Une des vertus des saisons électorales est que les prétendants sont contraints de se concevoir des programmes et de s’inventer des particularités. La règle s’impose surtout à ceux qui convoitent une place contre, ou à côté, des forces qui occupent déjà les institutions. Même si, souvent, leur ambition n’est que de prendre une part au pouvoir en place, ils doivent s’inventer des particularités pour ne pas avoir à concourir en clones politiques d’un personnel déjà aux affaires.

Il faut se différencier, en effet, pour donner quelque crédibilité à sa candidature qui, au fond, s’adresse plus au pouvoir qu’aux électeurs. Ces projets pour la forme s’endossent d’autant plus aisément qu’en l’absence de démocratie, c’est celui qui s’exprime qui décide du sens des mots, pas celui qui l’écoute. La communication à sens unique a fini par désintéresser la population de la chose politique, mais n’a pas encore découragé le carriérisme des politiciens.

Qu’importe alors que le résultat électoral ne dépende ni du discours du candidat ni du choix de l’électeur, mais d’une répartition concoctée en laboratoire !

Ainsi par exemple, à telle occasion, s’organise la défense de la République. Pas moins. Et les électeurs ignoraient que la République était en danger. Ils ignorent encore moins qui a mis la République en danger et depuis quand.

Si le péril est récent, les votants auraient sûrement aimé savoir quelle soudaine menace pèse sur le pays. S’il est plus ancien, ils auraient certainement préféré pourquoi faudrait-il une échéance électorale pour réveiller le patriotisme républicain. L’Algérie endure le même régime depuis au moins huit ans, un régime qui assume une politique d’une incontestable constance. Si claire, si populaire qu’elle se résume en deux mots à l’audience quasi unanime : la réconciliation nationale.

Il n’est donc pas crédible de se présenter en défenseur de la République si la démarche résolument suivie par le régime depuis des années ne nous a pas préalablement disconvenus. Ne l’ayant pas contestée et ne la contestant toujours pas, il devient absurde de s’avancer avec une contre-proposition qui ne remplit pas le préalable de la remettre en cause, ne serait-ce qu’en partie.
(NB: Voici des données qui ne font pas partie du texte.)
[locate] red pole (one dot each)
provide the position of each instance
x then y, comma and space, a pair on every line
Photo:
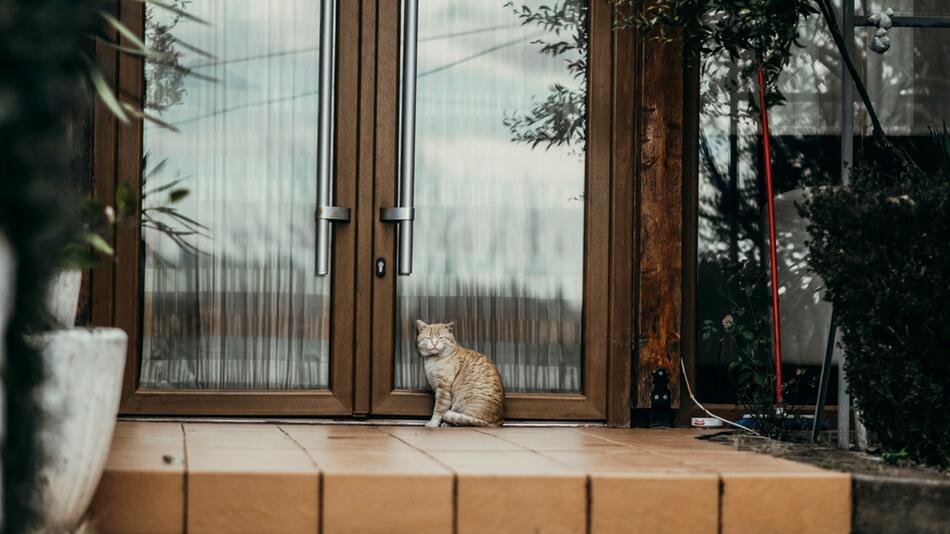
773, 255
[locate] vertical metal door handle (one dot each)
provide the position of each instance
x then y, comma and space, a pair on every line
404, 213
326, 212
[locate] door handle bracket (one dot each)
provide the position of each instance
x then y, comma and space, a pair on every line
333, 213
397, 214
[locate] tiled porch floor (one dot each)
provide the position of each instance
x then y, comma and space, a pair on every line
286, 478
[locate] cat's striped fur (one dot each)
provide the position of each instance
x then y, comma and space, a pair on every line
467, 385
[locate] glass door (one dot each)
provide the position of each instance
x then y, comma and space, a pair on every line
488, 205
244, 282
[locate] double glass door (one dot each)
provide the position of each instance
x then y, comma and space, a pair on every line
315, 176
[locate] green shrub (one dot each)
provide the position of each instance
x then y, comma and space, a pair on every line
882, 246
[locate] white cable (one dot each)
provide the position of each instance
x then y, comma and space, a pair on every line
703, 408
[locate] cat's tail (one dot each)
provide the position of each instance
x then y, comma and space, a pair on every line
460, 419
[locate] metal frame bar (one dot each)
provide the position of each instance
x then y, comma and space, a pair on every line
907, 22
326, 212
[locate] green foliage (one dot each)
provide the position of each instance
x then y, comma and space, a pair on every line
99, 221
744, 334
560, 118
752, 33
881, 246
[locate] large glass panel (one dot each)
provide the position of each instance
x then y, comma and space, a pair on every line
235, 305
499, 188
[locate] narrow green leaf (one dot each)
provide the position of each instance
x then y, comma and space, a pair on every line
99, 244
178, 195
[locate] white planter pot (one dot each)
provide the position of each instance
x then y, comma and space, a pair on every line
62, 301
81, 399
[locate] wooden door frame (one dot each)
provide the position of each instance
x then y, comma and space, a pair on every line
118, 157
608, 232
648, 190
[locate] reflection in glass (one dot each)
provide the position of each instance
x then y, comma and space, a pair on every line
499, 189
238, 306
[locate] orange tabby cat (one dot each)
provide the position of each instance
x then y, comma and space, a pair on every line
468, 388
Cela reviendrait à dire : l’Algérie a la politique qu’il faut, mais nous proposons une démarche pour sauver l’Algérie.

La menace islamiste est certes réelle. Mais n’est-ce pas que le régime a une solution imparable contre le péril intégriste et sa nuisance terroriste ? Ou bien il s’agit d’insinuer que cette démarche met justement la République en danger, mais qu’on n’a pas le courage de le dire ainsi, parce que c’est ce pouvoir, en fait, qui fait les “élus” et non les électeurs.

Alors, on s’invente un danger qui menacerait la République et qui n’aurait rien à voir avec la politique suivie par le régime en place. Et un slogan qui dure ce que dure une campagne électorale.

Chacun semble vouloir sauver sa part, disons, de République. Le temps qu’une pétition jaunisse et, feuille morte, est emportée par les résultats préfabriqués d’une consultation qui, somme toute, se passe dans la réconciliation. Celle que la rente plus convaincante que toute charte impose au sérail.